To pinpoint the birth of SETMAR within the primate lineage, we cloned and sequenced the orthologous MAR region in eight primate species. Sequence analysis revealed the presence of the Hsmar1 transposon in all anthropoid lineages (humans, apes, and Old and New World monkeys) but not in tarsier (Fig. 1; see also Fig. 4, which is published as supporting information on the PNAS web site). A phylogenetic comparison with 205 Hsmar1 elements indicated that all primate MAR transposons are derived from a common ancestral Hsmar1 transposon, and not from parallel, independent insertions of different Hsmar1 transposons at the same locus in different species (Fig. 5, which is published as supporting information on the PNAS web site). These data indicate that the ancestral Hsmar1 transposon inserted downstream of the SET region 40–58 million years ago (ref. 18; Fig. 1). Interestingly, all species carrying the Hsmar1 transposon also shared an AluSx retrotransposon inserted in the 5′ terminal inverted repeat (TIR) of the Hsmar1 element. During the AluSx integration, 12 bp of the Hsmar1 TIR were deleted, along with 4 bp of flanking genomic DNA (Fig. 4). Because both TIRs of transposons are necessary for transposition (10), the AluSx insertion may have contributed to the recruitment of the MAR region as part of SETMAR by immobilizing this Hsmar1 copy at a time when the family was experiencing high levels of transposition (14).

Exon Capture and Birth of the SETMAR Fusion Gene.

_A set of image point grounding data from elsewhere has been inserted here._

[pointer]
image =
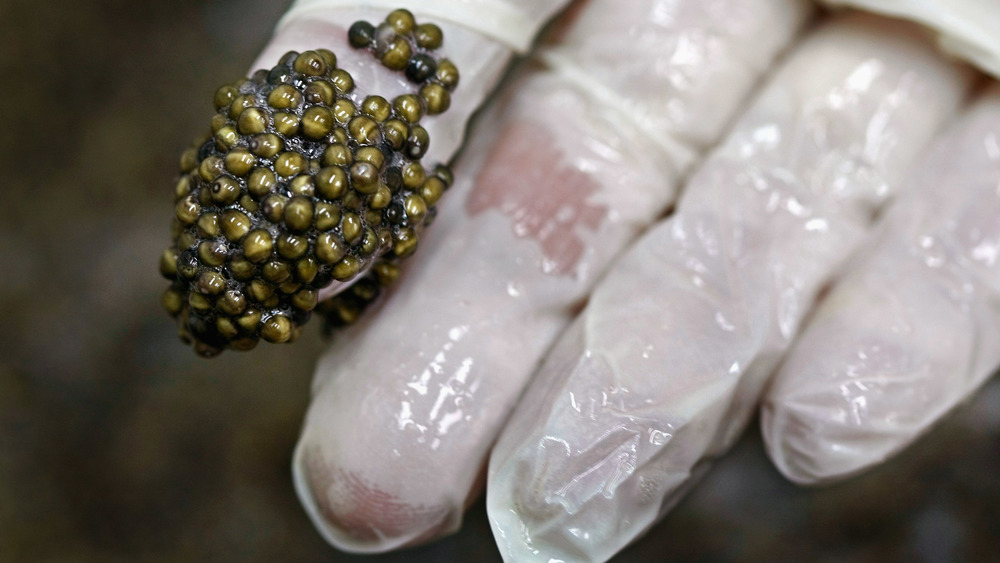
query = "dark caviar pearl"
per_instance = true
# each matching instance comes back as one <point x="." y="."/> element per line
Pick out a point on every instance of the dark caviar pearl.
<point x="420" y="67"/>
<point x="361" y="34"/>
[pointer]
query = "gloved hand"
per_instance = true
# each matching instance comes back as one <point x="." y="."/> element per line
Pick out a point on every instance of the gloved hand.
<point x="663" y="368"/>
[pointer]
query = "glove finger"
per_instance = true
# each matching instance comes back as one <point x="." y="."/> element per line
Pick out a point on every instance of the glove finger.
<point x="911" y="331"/>
<point x="407" y="404"/>
<point x="661" y="371"/>
<point x="480" y="50"/>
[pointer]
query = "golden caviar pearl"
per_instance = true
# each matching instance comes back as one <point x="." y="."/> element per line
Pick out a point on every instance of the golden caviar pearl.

The next step leading to the formation of SETMAR involved the capture and in-frame fusion of the transposase-coding region of the Hsmar1 element to the SET transcript. To elucidate this process, we cloned and sequenced the 3′ end of the second and last SET exon and its downstream flanking sequence in eight primate species. Sequence analysis revealed that all anthropoid lineages carrying the Hsmar1 element also share a 27-bp genomic deletion (relative to tarsier) that removed the ancestral stop codon of the SET gene (Fig. 2a and 4). By contrast, the original stop codon is conserved in all prosimian primates and nonprimate mammals examined (except cow; Fig. 2a). Presumably, the deletion in anthropoid primates allowed the extension of the second exon of SET to the 5′ donor splice site of the current second intron of SETMAR. This process was made possible by the de novo conversion into exonic sequence of the 77-bp-long previously noncoding sequence linking the end of the former second SET exon and the 5′ donor splice site of the current second intron of SETMAR (Fig. 4).

Fig. 2.

Fig. 2.

Molecular events leading to the birth of SETMAR. (a) Schematic phylogeny (Left) and multiple alignment of the 3′ end of SET exon 2 (Right) in 10 primates and 5 nonprimate mammals [OWM, Old World monkeys (Green, African green monkey; Rhes, Rhesus macaque); NWM, New World monkey (owl monkey)]. Dots indicate the identity with the top sequence, and hyphens denote sequence gaps. The asterisk and the box indicate the position of the ancestral SET stop codon (TAG) that is conserved in all mammals (except cow) but was removed by a deletion in anthropoid primates. In cow, the current stop codon is located five codons downstream of the original stop codon (data not shown), and in mouse, a 2-bp insertion resulted in a premature stop codon (underlined). (b) Multiple alignment of the 5′ donor splice site of SETMAR intron 2. The human consensus splice motif (19) is used as a reference (top line). The GT dinucleotide after the last SET exon 2 codon (GAG) in anthropoids and delimiting the start of SETMAR intron 2 (in phase 0) is underlined. (c) Multiple alignment of the 5′ end of the MAR coding region in anthropoids. The Hsmar1 transposon family consensus (14) is used as a reference (top line). The two putative lariat branch points (LBP) and the 3′ acceptor splice site (ASS) are boxed. The human consensus LBP and ASS motifs (19) are shown in bold below the boxes. The AG dinucleotide delimiting the end of SETMAR intron 2 is underlined. The MAR exon of SETMAR starts with codon ACT, located immediately before and in frame with the putative start codon (S) of the ancestral Hsmar1 transposase.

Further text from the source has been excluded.